Meta Platform’s fourth straight quarterly decline and consequent market drop is evidence that investors are losing patience with the company’s efforts in the metaverse.
Key Details
- While Meta’s overall costs are on the rise, its profit declined for the fourth straight quarter.
- Following the announcement, investors dropped Meta stock—resulting in a 20% decline costing the company $67 billion in its market value.
- The company anticipates a 16% increase in overall expenses next year with the possibility of “significant” operating losses through Reality Labs.
Why it’s news
As Meta loses users and ad revenue, CEO Mark Zuckerberg seems to be placing all of his bets on the metaverse, a move questioned by many.
In the quarter beginning in July, Reality Labs total losses reached $3.67 billion, an increase from $2.63 billion the previous year. Overall revenue was cut almost in half.
Reality Labs is responsible for making technology like the metaverse. In a recent call, Zuckerberg said the company is also working on technology like augmented reality and neural interfaces.

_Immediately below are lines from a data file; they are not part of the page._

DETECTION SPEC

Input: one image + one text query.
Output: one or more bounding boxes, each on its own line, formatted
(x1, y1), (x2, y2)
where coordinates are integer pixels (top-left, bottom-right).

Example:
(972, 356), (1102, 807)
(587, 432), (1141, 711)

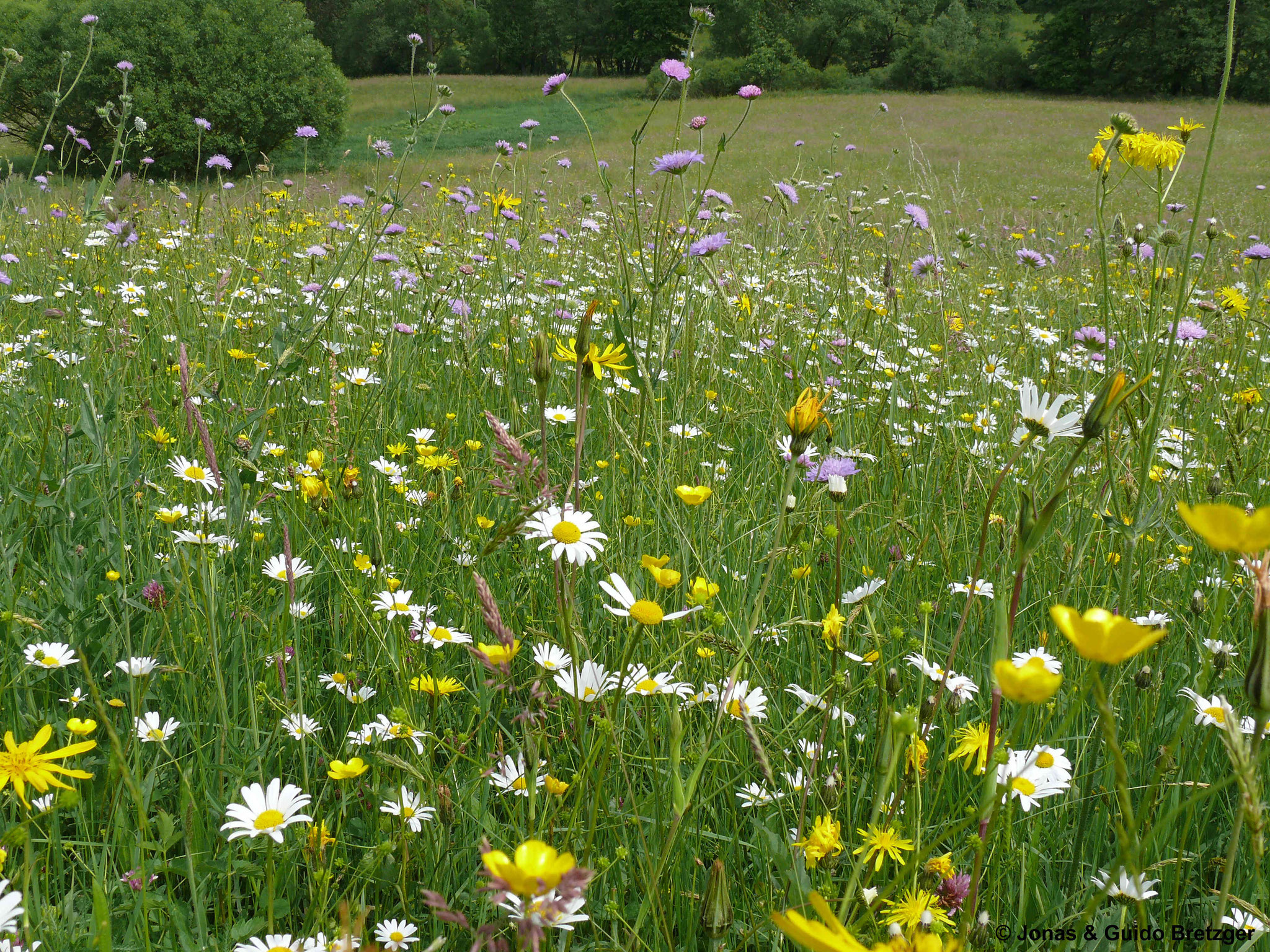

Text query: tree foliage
(0, 0), (348, 173)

While other companies like Microsoft and Alphabet are putting the breaks on the hiring process, Meta is continuing to hire. Its headcount went up by 32% in the third quarter.
Backing up a bit
This year has turned out to be a challenging one for Facebook. Despite dominating social media for years, it seems the company can’t keep up with the competition. At the end of 2021, Facebook lost daily users for the first time.
In February of this year, the company had its worst trading day ever as its market value was cut more than 26%.